The four values above are then combined into one overall internal value called "importance":

  • Importance: On a scale from 0 to 1, where 0 is something that has no correlation with customer scores and 1 is the most important driver in the project, this driver’s importance is 0.45.

A deeper dive into the science

What’s the scale of the "Impact" score?

The impact score is on scale with the customer score, which might be measured in "stars" or "percent" or something else. You might see an impact of -0.4 on a scale from 1 to 5 stars, meaning that the documents matching the concept get reviews that are an average of 0.4 stars lower. If the same reviews were on a scale from 0 to 100 instead of 1 to 5, you would see an impact of -10. 

The range of impact is always with respect to the customer’s score range for that set of documents.

What’s the scale of the "Confidence" value?

The confidence value is the t value, which comes from Student's t-test. This is a two-sided t-test. The possible situations we're distinguishing are:

  • Documents containing the concept have higher scores (t is positive

  • Documents containing the concept have lower scores (t is negative)

  • Documents containing the concept have about the same scores (t is near 0)

The Drivers code currently outputs t as is, but it makes a better "confidence" value to take the absolute value of t.

We've been asked what qualifies as "near zero" -- meaning how low of a confidence is too low? Currently -0.6 < t < 0.6 qualifies as too low. The null hypothesis is a very likely hypothesis in that range. The Drivers tool does not present concept impact scores that have too low a confidence value. The confidence value returned via the score_driver API is |t| (that absolute value of t).

So a score driver with t = 0.7 could be considered spurious, but some interesting  drivers start to appear around there.

What’s the scale of "Importance"?

A scale of importance is completely arbitrary based on a set of documents, as a result it is a scale of 0 to 1 for each calculation of drivers. The numbers that go into calculating importance vary according to the customer scores, the number of documents overall, the number of conceptual matches for each concept, and the Luminoso relevance scale (which is also arbitrary). 

The importance value is for internal purposes only, because it cannot be used to compare scores from one run of drivers to another, and is used only to sort a unique set of drivers.


What happens when you change the set of documents?

When a user filters a set of documents and creates a new project (effectively removing concepts and documents), or adds new documents to an existing set of documents, the list of concepts and documents changes in the project. When the project is rebuilt and the drivers are recalculated, these changes will cause:

  • Different conceptual matches to be found in the project

  • The “Importance” scale to change, because a different concept may now be the most important drive

Can we calculate score drivers separately for each subset?

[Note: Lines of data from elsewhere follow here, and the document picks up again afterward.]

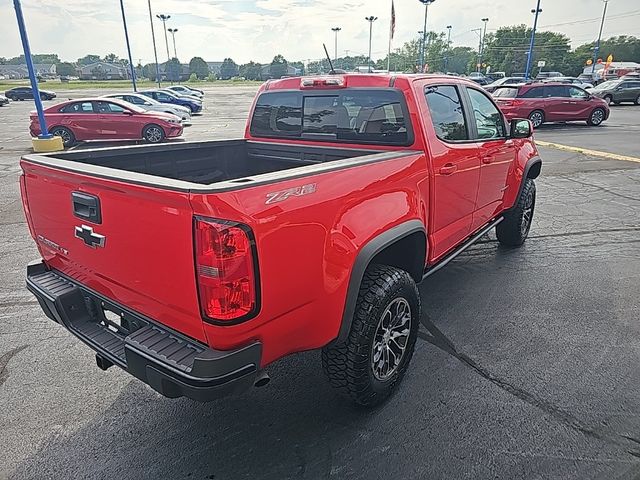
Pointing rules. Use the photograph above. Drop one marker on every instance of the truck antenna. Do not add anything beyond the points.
(332, 72)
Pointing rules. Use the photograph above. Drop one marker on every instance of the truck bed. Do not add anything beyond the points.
(206, 163)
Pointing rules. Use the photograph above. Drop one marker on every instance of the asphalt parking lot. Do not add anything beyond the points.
(542, 383)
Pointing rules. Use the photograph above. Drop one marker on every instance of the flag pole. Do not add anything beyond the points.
(391, 29)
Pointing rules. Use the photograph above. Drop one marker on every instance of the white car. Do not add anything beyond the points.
(147, 103)
(182, 90)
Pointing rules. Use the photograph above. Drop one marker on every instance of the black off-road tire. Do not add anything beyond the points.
(349, 365)
(514, 229)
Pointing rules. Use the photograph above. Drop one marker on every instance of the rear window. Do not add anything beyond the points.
(505, 92)
(356, 116)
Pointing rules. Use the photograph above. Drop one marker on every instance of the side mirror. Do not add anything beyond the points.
(521, 128)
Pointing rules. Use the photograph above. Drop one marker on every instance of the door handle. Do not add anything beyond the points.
(448, 169)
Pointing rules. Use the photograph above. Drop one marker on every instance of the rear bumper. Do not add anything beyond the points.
(169, 362)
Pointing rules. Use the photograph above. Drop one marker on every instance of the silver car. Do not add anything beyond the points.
(147, 103)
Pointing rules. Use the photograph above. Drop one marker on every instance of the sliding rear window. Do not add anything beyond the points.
(374, 116)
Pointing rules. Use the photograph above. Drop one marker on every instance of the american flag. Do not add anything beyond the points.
(393, 18)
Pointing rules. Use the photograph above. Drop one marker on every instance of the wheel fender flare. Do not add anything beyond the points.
(531, 170)
(362, 261)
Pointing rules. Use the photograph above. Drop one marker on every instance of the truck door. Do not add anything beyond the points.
(497, 154)
(455, 166)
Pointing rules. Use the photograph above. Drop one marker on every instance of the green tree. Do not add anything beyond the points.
(88, 59)
(111, 58)
(173, 69)
(66, 69)
(278, 67)
(149, 71)
(250, 71)
(228, 69)
(198, 66)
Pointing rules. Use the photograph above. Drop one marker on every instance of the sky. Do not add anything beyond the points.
(259, 29)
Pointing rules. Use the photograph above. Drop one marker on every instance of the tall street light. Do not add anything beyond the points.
(484, 36)
(446, 58)
(336, 30)
(537, 12)
(155, 50)
(164, 19)
(424, 33)
(126, 36)
(370, 19)
(173, 31)
(596, 50)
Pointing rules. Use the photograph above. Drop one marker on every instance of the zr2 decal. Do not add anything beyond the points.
(282, 195)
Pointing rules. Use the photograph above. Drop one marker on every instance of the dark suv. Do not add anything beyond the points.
(25, 93)
(618, 91)
(550, 102)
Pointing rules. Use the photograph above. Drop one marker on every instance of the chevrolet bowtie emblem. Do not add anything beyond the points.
(90, 238)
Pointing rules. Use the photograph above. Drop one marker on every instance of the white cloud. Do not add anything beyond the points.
(259, 29)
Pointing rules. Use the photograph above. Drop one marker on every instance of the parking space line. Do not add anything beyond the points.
(586, 151)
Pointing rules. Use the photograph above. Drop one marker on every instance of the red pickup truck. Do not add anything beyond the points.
(195, 265)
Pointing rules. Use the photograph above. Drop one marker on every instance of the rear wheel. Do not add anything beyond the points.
(514, 229)
(68, 138)
(153, 133)
(537, 118)
(596, 117)
(368, 366)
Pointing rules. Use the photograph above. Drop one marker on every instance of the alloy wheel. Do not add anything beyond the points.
(391, 339)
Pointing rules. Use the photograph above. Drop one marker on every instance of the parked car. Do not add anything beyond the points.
(479, 78)
(182, 95)
(193, 266)
(26, 93)
(106, 119)
(618, 91)
(186, 90)
(571, 81)
(147, 103)
(167, 97)
(543, 75)
(504, 81)
(551, 102)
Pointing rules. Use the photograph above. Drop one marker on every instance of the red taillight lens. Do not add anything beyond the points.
(225, 270)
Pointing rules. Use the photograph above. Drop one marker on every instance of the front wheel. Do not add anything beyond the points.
(368, 366)
(153, 133)
(537, 118)
(596, 117)
(514, 229)
(68, 138)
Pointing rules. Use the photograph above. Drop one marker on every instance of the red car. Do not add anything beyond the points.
(551, 102)
(195, 265)
(102, 119)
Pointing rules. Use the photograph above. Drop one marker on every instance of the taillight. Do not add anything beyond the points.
(226, 270)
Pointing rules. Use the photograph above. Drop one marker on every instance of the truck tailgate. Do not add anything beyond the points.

Yes. Driver subset analysis is can be done directly in the UI by using the metadata filters provided in the filter panel on the left. Driver impact scores will automatically be recalculated based on subset selection.

Are Drivers a causal model?

No. We can't say that the 0.3 star increase is due to the document mentioning "free wi-fi". If we had a causal model, we would have to subtract out the values of all other drivers in that document so we could assign credit to the terms that were really the "cause". But the causation doesn't work that way anyway. The cause of a high review score isn't that the reviewer mentioned "fast check-in". Causality flows in the opposite direction. Rather, the cause is that the customer liked the establishment they're reviewing. Providing fast check-in may have contributed to that. The customer's positive experience caused them to write a positive review, and the need to describe what was positive about their experience caused them to mention "fast check-in". 

Drivers are correlations only. Many of these correlations may be helpful to understand the domain.